Salah satu aspek yang membedakan Allah kita adalah kepedulianNya kepada semua orang, tanpa terkecuali. Di mata dunia, banyak orang dianggap kecil, tidak berarti, atau terpinggirkan. Namun, Allah dalam kasih karunia-Nya memandang setiap manusia berharga. Alkitab penuh dengan cerita tentang Tuhan, yang menunjukkan kasih karunia-Nya kepada mereka yang dianggap kecil oleh dunia, yaitu orang miskin, anakanak, orang asing, dan mereka yang terpinggirkan. Salah satu contoh yang sangat indah adalah bagaimana Yesus menyambut anak-anak yang dianggap remeh oleh orang dewasa pada zaman itu (Markus 10:13-16).

Melalui kasih-Nya, kita diingatkan, setiap manusia, tanpa terkecuali, adalah objek dari kasih dan perhatian Allah. Ketika menyadari, kita adalah bagian dari orang-orang yang kecil, tetapi mendapatkan kasih karunia yang besar, kita diundang untuk meneladani Allah dalam memperhatikan dan mengasihi sesama tanpa memandang status atau kedudukan. Kita diajak untuk tidak mengabaikan mereka yang dianggap rendah oleh dunia, melainkan melihat mereka dengan mata kasih Allah, yang memandang setiap orang dengan belas kasih dan penuh pengharapan.

Persiapkan Jalan Tuhan

Seperti yang dikatakan Yohanes Pembaptis, tugas kita sebagai umat Allah adalah mempersiapkan jalan bagi Tuhan. Persiapan ini bukan hanya sekadar ritual atau tradisi, tetapi juga menuntut pertobatan yang sungguh-sungguh. Yohanes Pembaptis menyerukan ini kepada orang banyak untuk menekankan, persiapan kedatangan Sang Raja dimulai dari hati yang bertobat dan hidup yang diubahkan. Persiapan ini bukan sekadar terjadi di permukaan, melainkan harus mencakup perubahan yang seutuhnya dalam kehidupan kita.

Menyiapkan jalan bagi Tuhan berarti membiarkan hidup kita menjadi refleksi kerajaan-Nya, membuang hal-hal yang tidak berkenan kepadaNya, dan membiarkan kasih-Nya bekerja di dalam kita. Menantikan kedatangan Yesus yang adalah Raja di atas segala raja, berarti kita dipanggil untuk menjalani hidup yang berpadanan dengan panggilan sebagai anak-anak Allah. Kita diundang untuk hidup dalam kebenaran dan kasih, menjadikan hidup sebagai saksi dari kasih dan kehadiran-Nya di dunia ini. Persiapan ini adalah sebuah proses yang memerlukan komitmen yang teguh, namun membawa kita kepada sukacita yang sejati, karena berada di jalan yang dipersiapkan bagi Sang Raja yang datang.

Kristus Pusat Hidup

Firman Tuhan dalam 1Timotius 6:14-15 mengajak kita menjalani kehidupan dengan mengingat, Yesus Kristus akan datang sebagai Raja di atas segala raja. Dengan demikian, menjadikan Allah sebagai pusat hidup, mengasihi-Nya dengan sepenuh hati, mengenal kasih karunia-Nya yang mencakup semua manusia, dan mempersiapkan jalan bagi-Nya. Ini adalah tanggapan yang layak atas anugerah dan panggilan yang telah Ia berikan kepada kita.

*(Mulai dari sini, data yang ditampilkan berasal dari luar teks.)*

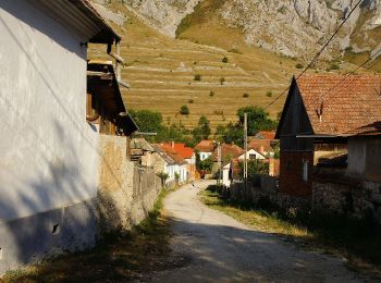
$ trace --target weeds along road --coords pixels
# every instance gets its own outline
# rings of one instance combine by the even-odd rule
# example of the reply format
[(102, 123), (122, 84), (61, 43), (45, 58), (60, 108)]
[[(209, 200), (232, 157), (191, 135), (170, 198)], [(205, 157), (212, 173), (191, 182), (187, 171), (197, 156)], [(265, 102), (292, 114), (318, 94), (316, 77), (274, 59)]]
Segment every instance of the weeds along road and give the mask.
[(182, 264), (150, 274), (153, 282), (369, 282), (343, 260), (298, 248), (207, 208), (186, 185), (164, 201), (174, 236), (172, 257)]

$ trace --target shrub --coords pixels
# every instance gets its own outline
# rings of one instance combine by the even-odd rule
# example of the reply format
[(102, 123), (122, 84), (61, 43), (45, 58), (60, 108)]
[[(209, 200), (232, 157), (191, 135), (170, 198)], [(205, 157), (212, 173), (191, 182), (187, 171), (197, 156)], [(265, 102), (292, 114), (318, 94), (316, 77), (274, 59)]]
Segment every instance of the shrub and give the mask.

Kiranya kita semua dapat semakin teguh dalam iman, dan dipanggil untuk menjalani kehidupan yang selaras dengan panggilan kita sebagai umat-Nya. Kiranya Sang Raja di atas segala raja memerintah di hati kita, sehingga hidup kita menjadi saksi kasih dan kuasa-Nya di dunia ini.